Le tribunal condamnera la SARL, [Z]'AUTO à payer à Monsieur, [S], [L], la somme de 1.500,00 euros au titre de l’article 700 du code de procédure civile ainsi qu’aux dépens de l’instance.
En application des dispositions de l’article 514 du code de procédure civile qui prévoit que : « Les décisions de première instance sont de droit exécutoire à titre provisoire à moins que la loi ou la décision rendue n’en dispose autrement. »
Le tribunal précise que l’exécution provisoire s’appliquera donc au présent jugement.
PAR CES MOTIFS
Le tribunal statuant publiquement par jugement réputé contradictoire et en premier ressort,
Vu l’assignation délivrée le 22/10/2025,
Vu les articles les articles 2044 et 2052 du code civil, ensemble les articles 1101 et suivants du code civil,
Condamne la SARL, [Z]'AUTO à payer à Monsieur, [L], [S] la somme de 4.490 euros TTC, avec intérêts au taux légal à compter du 3 septembre 2025.

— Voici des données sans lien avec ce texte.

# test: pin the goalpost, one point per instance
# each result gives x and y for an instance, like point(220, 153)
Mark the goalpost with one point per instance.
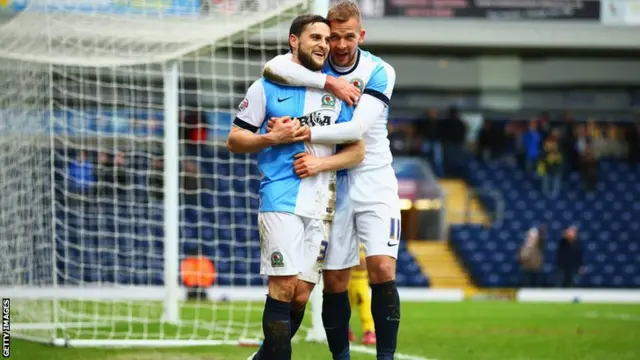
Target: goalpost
point(113, 117)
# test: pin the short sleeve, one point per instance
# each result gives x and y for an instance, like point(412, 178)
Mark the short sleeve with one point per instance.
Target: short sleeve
point(252, 108)
point(346, 113)
point(381, 82)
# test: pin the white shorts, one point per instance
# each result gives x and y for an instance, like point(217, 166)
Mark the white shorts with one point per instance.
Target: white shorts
point(367, 210)
point(292, 245)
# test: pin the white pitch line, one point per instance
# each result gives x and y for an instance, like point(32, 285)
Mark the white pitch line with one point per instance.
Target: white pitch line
point(372, 351)
point(612, 316)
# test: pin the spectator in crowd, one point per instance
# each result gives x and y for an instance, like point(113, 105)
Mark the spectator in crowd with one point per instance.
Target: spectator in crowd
point(454, 132)
point(428, 131)
point(531, 141)
point(486, 142)
point(544, 125)
point(550, 166)
point(531, 257)
point(569, 262)
point(512, 145)
point(588, 156)
point(569, 143)
point(113, 174)
point(82, 177)
point(632, 137)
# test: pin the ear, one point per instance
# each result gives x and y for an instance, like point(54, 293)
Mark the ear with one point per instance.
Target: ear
point(293, 41)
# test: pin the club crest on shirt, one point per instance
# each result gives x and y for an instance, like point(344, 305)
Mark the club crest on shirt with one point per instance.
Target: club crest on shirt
point(357, 82)
point(328, 100)
point(277, 259)
point(243, 104)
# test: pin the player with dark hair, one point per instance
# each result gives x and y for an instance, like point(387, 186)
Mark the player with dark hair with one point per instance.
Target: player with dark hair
point(296, 210)
point(368, 206)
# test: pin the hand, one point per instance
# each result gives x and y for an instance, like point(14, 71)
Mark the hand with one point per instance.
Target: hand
point(286, 130)
point(344, 90)
point(302, 134)
point(306, 165)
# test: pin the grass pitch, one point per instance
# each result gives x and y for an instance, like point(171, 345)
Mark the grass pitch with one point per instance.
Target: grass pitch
point(433, 331)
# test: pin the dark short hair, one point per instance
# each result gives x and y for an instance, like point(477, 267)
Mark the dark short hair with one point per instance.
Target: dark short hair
point(301, 22)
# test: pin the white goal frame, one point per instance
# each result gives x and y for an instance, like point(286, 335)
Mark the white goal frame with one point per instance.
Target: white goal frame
point(171, 293)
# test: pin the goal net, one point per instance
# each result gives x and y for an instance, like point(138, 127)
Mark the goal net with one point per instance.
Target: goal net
point(113, 170)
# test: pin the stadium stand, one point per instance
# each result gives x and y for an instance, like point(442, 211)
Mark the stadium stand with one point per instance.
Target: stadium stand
point(112, 257)
point(608, 218)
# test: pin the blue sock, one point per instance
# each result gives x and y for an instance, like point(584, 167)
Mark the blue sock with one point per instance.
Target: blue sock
point(296, 321)
point(336, 313)
point(276, 324)
point(385, 308)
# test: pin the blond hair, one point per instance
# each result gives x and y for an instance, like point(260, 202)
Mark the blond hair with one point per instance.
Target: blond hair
point(343, 11)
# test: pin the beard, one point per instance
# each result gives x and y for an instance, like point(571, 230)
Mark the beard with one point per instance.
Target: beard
point(307, 60)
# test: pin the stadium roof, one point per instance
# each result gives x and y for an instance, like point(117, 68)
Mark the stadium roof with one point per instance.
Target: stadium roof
point(474, 33)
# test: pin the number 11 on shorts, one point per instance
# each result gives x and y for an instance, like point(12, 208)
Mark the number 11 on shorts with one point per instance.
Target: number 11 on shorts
point(394, 233)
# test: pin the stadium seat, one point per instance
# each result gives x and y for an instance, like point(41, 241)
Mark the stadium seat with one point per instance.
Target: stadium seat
point(608, 218)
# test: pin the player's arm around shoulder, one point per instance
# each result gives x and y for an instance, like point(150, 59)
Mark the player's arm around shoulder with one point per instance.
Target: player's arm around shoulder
point(374, 101)
point(244, 137)
point(307, 165)
point(281, 70)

Condamne la SARL, [Z]'AUTO à payer à Monsieur, [L], [S] la somme de 115,76 euros au titre de l’établissement du certificat d’immatriculation à son nom
Condamne la SARL, [Z]'AUTO à payer à Monsieur, [L], [S] la somme de 407,10 euros, au titre des cotisations d’assurance réglées par Mr, [S] depuis l’immobilisation du véhicule et jusqu’au 11 octobre 2025, sans préjudice des cotisations postérieures à cette date et jusqu’à parfaite restitution du véhicule.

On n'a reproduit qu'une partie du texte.